On Gremlin versions 2.13 and later, Kubernetes may evict pods targeted by Gremlin resource experiments when they exhaust their resource limits. When this happens, the Kubernetes scheduler deletes Gremlin and all targeted pod resources. Sometimes Gremlin displays this as a Failed experiment. Gremlin will show some warning messages when targets are potential candidates for eviction.

Updates to the Gremlin Agent regularly improve the observability around pod eviction, and the effect Gremlin made on the Kubernetes targets.

Supported cgroup drivers

Container runtimes generally provide support for two cgroup drivers: cgroupfs, and systemd. If your system is running the systemd cgroup driver, and you are running Gremlin's legacy docker container driver, you may observe the following:

  • Experiments against Kubernetes pods will abide by the resource limits of the pods targeted in the experiment, but the resulting resource usage Gremlin generates will not be reflected in cAdvisor metrics (like from metrics-server) and may not impact autoscaling group triggers
  • Experiments against Docker containers (not running within Kubernetes) may not abide by container limits and instead abide by the system.slice root cgroup of the host machine

Container experiment examples

Here are some examples of infrastructure layer experiment options you can try that may be better suited to your intended experiment:

  • Use a CPU, Memory, Disk, or IOPS experiment on the target container to test how your orchestrator handles the corresponding resource pressure
  • Use a shutdown experiment to find out what happens when a container disappears, becomes uncommunicative, or is otherwise unusable.
  • Use a blackhole experiment to find out what happens when communication between a container and the rest of your system is disrupted; make sure you target a single container within a pod here if that is what you are looking to test. If you target a pod it will impact all containers in the pod.
  • Use a process killer experiment to kill specific processes on the underlying host machine to find out what happens as you simulate dependency crashes, for example. If you do, remember that it has the potential to impact all containers on that host.

Exact vs random

There are two ways to select targets when you create an experiment, choosing the exact targets, or to randomly select some, or all, of the targets by the supplied tags. Exact target selection uses the host or container's Identifier as the selection method, while Random target selection takes advantage of tags on that host or container. For automated scheduling of experiments in a dynamic environment where hosts and containers are spun up and down, Random selection is preferred.

Exact

Exact selection offers deterministic behavior. It impacts exactly the target hosts or containers that are selected. To select the specific hosts or containers you would like to target, narrow your search by a tag, and select your targets. All hosts or containers selected will be included in the experiment.

Random

Random selection helps introduce entropy, and produces a more realistic scenario of partial and probabilistic failure on some targets. Hosts and containers that are impacted as a result of an experiment are selected using a combination of tags to select them, and the impact field to narrow the blast radius.
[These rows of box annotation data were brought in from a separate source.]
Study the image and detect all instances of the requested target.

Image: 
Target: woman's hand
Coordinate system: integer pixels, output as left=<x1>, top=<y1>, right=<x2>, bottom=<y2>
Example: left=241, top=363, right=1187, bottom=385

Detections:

To select targets using the Random method, select 1 or more tags per tag category. Tags in the same category select targets using the OR operation. Tags in different categories use the AND operation.

For example, if there are 5 tags in a category named Services and 3 tags API, Events, Caching are selected, Gremlin will Target API or Events or Caching. Then, if you select a tag in a category Zone, Gremlin will target any of the 3 services API, Events, or Caching but only in zone us-west-1a.

To further narrow your experiment beyond the tags selected, random targets can be selected by a specific count of targets to impact (M of N targets), or by percentage of targets to impact (X percent of total applicable targets). For example, Gremlin can impact 5 of 37 targets, or 50% of 37 targets.

In the case of a Kubernetes experiment, after selecting the deployments to test, you can indicate a percentage or a number of pods to be selected at random to run the experiment on. For example, Gremlin can impact a randomly selected 5 of 37 pods, or 50% of 37 pods.